ここで、図23〜図26は、位相変調層15の面内における進行波AU,AD,AR,及びALの強度分布の一例を示すグラフである。図23は進行波AUの強度分布を示し、図24は進行波ADの強度分布を示し、図25は進行波ARの強度分布を示し、図26は進行波ALの強度分布を示す。また、図23〜図26において、(a)は進行波AU,AD,AR,及びALの強度分布を等強度線によって表現したものであり、横軸はX軸方向位置を表し、縦軸はY軸方向位置を表す。(b)は、進行波AU,AD,AR,及びALの強度分布を三次元的に表現したものであり、X軸方向位置及びY軸方向位置に加えて、進行波の強度を表す軸が示されている。これらの図に示されるように、進行波AU,AD,AR,及びALの強度は、位相変調層15の面内において偏在している。
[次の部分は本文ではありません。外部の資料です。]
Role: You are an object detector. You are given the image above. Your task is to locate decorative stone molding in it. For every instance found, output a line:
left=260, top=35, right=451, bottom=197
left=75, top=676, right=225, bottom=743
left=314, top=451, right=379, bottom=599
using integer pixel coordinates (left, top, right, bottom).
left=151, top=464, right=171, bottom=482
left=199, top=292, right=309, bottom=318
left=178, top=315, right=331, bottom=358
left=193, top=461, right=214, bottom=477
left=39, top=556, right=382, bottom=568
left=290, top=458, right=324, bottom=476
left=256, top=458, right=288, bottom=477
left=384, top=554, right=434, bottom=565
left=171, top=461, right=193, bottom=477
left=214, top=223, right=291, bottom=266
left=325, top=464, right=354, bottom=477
具体的には、Y軸正方向に進む進行波AUの強度は、Y座標が大きくなるほど強くなり、Y座標が小さくなるほど弱くなる。また、Y軸負方向に進む進行波ADの強度は、Y座標が小さくなるほど強くなり、Y座標が大きくなるほど弱くなる。同様に、X軸正方向に進む進行波ARの強度は、X座標が大きくなるほど強くなり、X座標が小さくなるほど弱くなる。また、X軸負方向に進む進行波ALの強度は、X座標が小さくなるほど強くなり、X座標が大きくなるほど弱くなる。言い換えると、第1象限F1においては進行波AU,ARが強く、第2象限F2においては進行波AD,ARが強く、第3象限F3においては進行波AD,ALが強く、第4象限F4においては進行波AU,ALが強い。なお、直線D1の傾斜角θ1が45°、135°、225°、または315°である場合に、進行波AU,AD,AR,及びALの最大強度は互いに等しくなる。また、直線D1の傾斜角θ1が0°<θ1<45°、135°<θ1<225°、または315°<θ1<360°である場合には、進行波AR,ALの最大強度が進行波AU,ADの最大強度よりも大きくなり、直線D1の傾斜角θ1が45°<θ1<135°または225°<θ1<315°である場合には、進行波AU,ADの最大強度が進行波AR,ALの最大強度よりも大きくなる。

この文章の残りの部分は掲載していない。